Nikita Richardson
Updated Aug 12, 2015 @ 10:17 am

Second only to Cleopatra in fame, Queen Nefertiti has fascinated archaeologists and ancient Egypt enthusiasts alike for thousands of years, lending her gorgeous visage to one of the most famous busts to survive ancient times. For decades, scientists have been unable to locate the famous queen’s tomb, a find that could provide even more insight into her fascinating life, which included a stint as ruler of the nation. But that may all change very soon with one archaeologist claiming he may have finally located Nefertiti’s final resting place.

In a paper written for the Amarna Royal Tombs Project, British archaeologist and University of Arizona professor Dr. Nicholas Reeves claims that Queen Nefertiti’s tomb may be hidden within the tomb of an equally famous Egyptian: King Tutankhamun (or King Tut, for short).

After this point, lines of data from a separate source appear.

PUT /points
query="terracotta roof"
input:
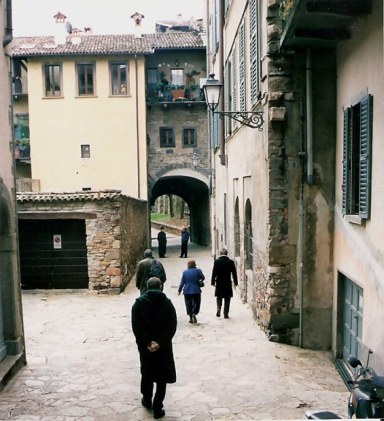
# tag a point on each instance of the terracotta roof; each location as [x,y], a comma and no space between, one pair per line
[105,44]
[23,197]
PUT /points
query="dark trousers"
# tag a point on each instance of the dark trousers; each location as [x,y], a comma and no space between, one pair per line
[227,302]
[184,249]
[192,303]
[147,392]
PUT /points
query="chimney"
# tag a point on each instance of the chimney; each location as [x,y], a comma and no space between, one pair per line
[137,18]
[60,32]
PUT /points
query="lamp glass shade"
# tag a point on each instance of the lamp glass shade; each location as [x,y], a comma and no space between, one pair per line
[212,90]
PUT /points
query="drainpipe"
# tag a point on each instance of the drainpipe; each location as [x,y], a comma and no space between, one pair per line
[221,77]
[300,245]
[8,23]
[137,127]
[308,77]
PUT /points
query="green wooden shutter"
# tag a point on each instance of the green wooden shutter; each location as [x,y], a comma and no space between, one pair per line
[346,162]
[253,51]
[365,156]
[242,68]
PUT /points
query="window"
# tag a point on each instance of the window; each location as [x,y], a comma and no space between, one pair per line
[177,77]
[52,79]
[22,141]
[85,77]
[119,78]
[189,138]
[357,140]
[85,151]
[166,137]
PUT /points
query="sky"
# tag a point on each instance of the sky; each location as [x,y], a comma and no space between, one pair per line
[35,17]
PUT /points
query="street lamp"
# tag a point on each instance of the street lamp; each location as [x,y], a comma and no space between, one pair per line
[212,90]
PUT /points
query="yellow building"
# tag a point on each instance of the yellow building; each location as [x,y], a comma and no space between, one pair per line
[86,109]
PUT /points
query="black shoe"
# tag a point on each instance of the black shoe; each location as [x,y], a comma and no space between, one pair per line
[158,414]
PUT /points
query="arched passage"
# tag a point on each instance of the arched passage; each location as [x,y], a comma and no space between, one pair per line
[193,188]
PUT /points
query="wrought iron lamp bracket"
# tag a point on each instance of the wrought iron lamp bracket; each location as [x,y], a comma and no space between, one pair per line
[253,119]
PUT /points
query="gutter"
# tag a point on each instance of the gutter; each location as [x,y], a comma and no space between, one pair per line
[8,24]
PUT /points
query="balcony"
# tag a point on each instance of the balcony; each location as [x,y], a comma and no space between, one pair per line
[165,93]
[22,141]
[319,24]
[19,87]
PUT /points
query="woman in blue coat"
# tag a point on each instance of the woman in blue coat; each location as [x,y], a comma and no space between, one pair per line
[191,287]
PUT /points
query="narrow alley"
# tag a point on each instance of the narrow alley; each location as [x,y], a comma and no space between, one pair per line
[83,362]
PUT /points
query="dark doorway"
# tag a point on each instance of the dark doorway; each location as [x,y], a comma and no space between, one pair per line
[53,254]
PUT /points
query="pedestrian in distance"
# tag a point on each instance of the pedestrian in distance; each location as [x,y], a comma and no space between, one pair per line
[162,240]
[223,272]
[184,242]
[147,268]
[154,324]
[192,280]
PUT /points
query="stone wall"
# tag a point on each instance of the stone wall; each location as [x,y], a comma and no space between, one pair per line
[116,231]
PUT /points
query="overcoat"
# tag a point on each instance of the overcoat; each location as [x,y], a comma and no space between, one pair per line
[143,274]
[223,269]
[154,319]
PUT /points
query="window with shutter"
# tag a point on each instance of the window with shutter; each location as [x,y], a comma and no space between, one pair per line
[357,139]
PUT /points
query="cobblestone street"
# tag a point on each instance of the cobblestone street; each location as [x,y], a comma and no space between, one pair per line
[83,362]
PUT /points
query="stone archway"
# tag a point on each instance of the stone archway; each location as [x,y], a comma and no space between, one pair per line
[193,188]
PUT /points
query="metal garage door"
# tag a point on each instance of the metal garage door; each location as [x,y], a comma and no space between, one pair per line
[53,254]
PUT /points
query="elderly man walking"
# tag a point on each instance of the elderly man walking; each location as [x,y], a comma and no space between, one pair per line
[224,270]
[154,324]
[149,267]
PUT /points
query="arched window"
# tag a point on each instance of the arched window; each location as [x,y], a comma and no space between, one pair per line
[237,228]
[248,237]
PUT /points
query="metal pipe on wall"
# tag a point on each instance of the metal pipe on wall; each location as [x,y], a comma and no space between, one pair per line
[308,79]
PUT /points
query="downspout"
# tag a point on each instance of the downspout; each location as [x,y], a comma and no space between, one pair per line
[221,77]
[300,245]
[8,23]
[308,79]
[137,127]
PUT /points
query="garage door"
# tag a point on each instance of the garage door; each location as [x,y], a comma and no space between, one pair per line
[53,254]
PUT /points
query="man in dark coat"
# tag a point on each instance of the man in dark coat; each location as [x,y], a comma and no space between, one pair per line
[143,271]
[162,239]
[154,323]
[223,269]
[184,242]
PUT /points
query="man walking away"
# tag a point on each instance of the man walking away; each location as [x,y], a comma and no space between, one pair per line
[223,269]
[162,240]
[154,324]
[146,268]
[184,242]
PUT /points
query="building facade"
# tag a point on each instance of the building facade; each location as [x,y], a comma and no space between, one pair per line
[312,204]
[271,211]
[12,345]
[89,124]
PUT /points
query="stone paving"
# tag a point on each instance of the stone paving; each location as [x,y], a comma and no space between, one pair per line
[83,362]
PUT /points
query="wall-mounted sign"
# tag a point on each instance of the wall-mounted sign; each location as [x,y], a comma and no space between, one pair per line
[57,241]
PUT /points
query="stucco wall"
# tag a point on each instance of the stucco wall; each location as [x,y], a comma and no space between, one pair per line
[359,251]
[60,125]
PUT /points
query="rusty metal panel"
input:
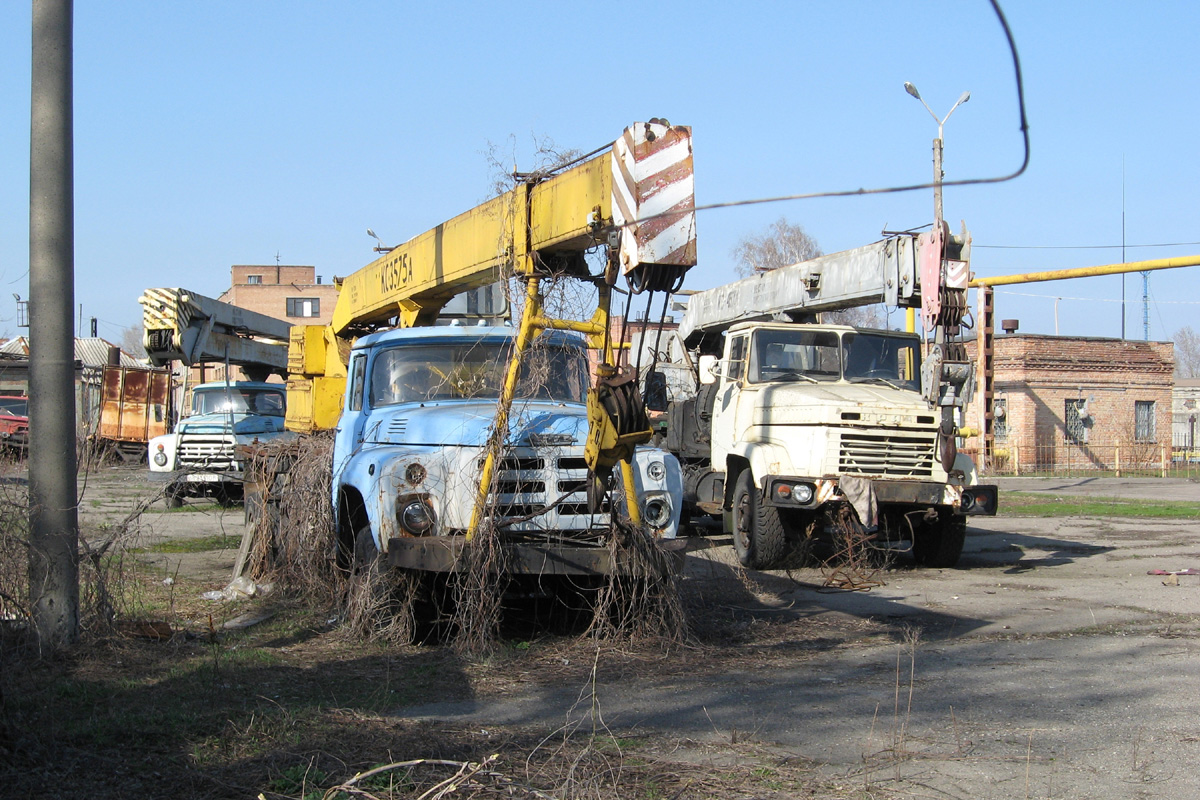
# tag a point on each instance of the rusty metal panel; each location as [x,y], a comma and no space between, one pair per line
[883,271]
[133,403]
[654,196]
[444,554]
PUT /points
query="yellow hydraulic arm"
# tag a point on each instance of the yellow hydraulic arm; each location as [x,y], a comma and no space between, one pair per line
[637,197]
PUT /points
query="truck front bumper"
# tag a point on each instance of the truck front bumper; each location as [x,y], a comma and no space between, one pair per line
[445,554]
[786,492]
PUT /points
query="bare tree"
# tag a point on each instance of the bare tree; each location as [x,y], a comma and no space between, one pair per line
[131,341]
[780,245]
[1187,353]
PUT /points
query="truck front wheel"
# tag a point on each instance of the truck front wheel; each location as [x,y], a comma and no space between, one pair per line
[939,542]
[757,529]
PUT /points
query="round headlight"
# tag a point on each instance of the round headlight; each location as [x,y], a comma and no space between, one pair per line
[417,517]
[657,512]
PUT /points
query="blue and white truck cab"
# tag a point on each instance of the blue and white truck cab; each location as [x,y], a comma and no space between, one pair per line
[419,409]
[201,457]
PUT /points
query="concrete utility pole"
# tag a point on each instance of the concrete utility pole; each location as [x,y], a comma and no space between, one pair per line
[53,515]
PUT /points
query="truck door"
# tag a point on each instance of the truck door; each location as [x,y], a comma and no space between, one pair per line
[348,434]
[733,370]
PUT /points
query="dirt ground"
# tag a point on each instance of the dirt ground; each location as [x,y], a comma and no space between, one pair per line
[1048,665]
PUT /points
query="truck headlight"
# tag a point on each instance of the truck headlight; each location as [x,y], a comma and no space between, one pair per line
[798,493]
[417,517]
[657,512]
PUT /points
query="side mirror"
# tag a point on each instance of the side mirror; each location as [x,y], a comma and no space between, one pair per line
[655,391]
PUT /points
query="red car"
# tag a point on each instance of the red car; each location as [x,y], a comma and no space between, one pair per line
[13,421]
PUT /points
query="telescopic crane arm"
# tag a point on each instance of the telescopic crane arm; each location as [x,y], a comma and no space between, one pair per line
[181,325]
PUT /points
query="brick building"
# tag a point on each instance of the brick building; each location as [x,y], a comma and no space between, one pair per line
[1079,403]
[291,293]
[294,294]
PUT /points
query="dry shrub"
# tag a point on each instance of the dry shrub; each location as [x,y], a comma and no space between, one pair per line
[387,606]
[857,561]
[294,536]
[642,601]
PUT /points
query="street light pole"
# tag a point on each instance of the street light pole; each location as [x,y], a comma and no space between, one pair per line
[937,145]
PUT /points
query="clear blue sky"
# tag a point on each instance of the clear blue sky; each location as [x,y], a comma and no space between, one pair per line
[229,132]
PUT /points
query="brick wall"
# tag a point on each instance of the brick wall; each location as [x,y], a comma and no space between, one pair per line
[1036,377]
[277,286]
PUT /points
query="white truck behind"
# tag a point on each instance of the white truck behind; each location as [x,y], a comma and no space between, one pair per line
[793,419]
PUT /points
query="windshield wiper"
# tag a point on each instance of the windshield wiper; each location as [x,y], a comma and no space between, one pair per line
[792,376]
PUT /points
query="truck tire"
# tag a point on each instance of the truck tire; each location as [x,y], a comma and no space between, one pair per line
[757,529]
[366,553]
[939,542]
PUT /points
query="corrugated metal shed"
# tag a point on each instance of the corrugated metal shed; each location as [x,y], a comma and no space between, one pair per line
[91,352]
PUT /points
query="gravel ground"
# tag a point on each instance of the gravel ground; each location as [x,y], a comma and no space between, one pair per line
[1049,665]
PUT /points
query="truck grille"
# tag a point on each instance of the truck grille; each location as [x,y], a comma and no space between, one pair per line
[211,452]
[523,489]
[870,453]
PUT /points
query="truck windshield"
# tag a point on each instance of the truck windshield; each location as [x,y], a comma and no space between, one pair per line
[881,358]
[239,400]
[821,356]
[475,370]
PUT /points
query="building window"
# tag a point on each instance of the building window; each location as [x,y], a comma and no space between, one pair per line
[1144,428]
[1000,419]
[1075,413]
[736,367]
[304,306]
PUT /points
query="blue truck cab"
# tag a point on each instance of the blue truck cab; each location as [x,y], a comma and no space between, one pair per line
[420,407]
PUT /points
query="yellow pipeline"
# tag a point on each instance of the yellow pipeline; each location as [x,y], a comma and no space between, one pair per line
[1087,271]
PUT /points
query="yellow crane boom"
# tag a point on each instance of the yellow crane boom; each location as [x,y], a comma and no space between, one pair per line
[637,198]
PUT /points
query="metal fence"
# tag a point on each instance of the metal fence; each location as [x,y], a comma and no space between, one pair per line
[1060,459]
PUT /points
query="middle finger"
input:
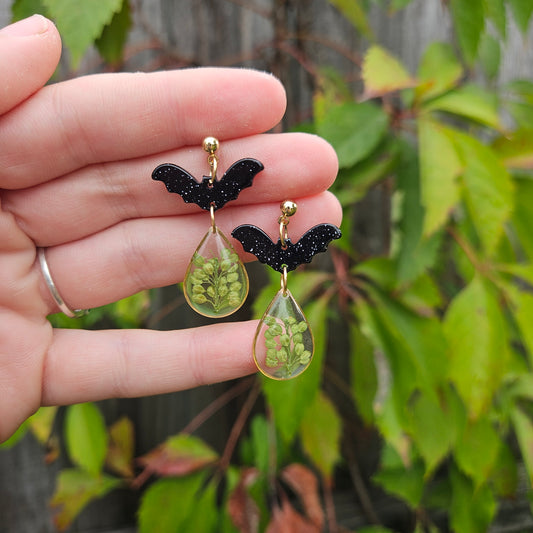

While studying high-resolution scans of the boy king’s tomb, Dr. Reeves spotted what he believes to be two clandestine entrances behind painted plaster. Beyond one entrance, an extension of King Tut’s burial chamber; behind the other, the tomb of Queen Nefertiti, who also happened to be King Tut’s stepmother.

And Dr. Reeves may not be that far off the trail. According to The Guardian, the relatively small size of King Tut’s tomb—famously discovered by English archaeologist and Egyptologist Howard Carter in 1922—has perturbed scientists for decades. After all, the ancient Egyptians are well-known for their incredibly elaborate burial customs, which included mummification, and for the very wealthy, loads of treasures (and unhappy cats) to accompany them to the afterlife. So, it figures that what little was discovered nearly a century ago in the tomb of King Tut isn’t giving us the whole picture.

“If I’m wrong I’m wrong,” Dr. Reeves told The Economist. “But if I’m right this is potentially the biggest archaeological discovery ever made.”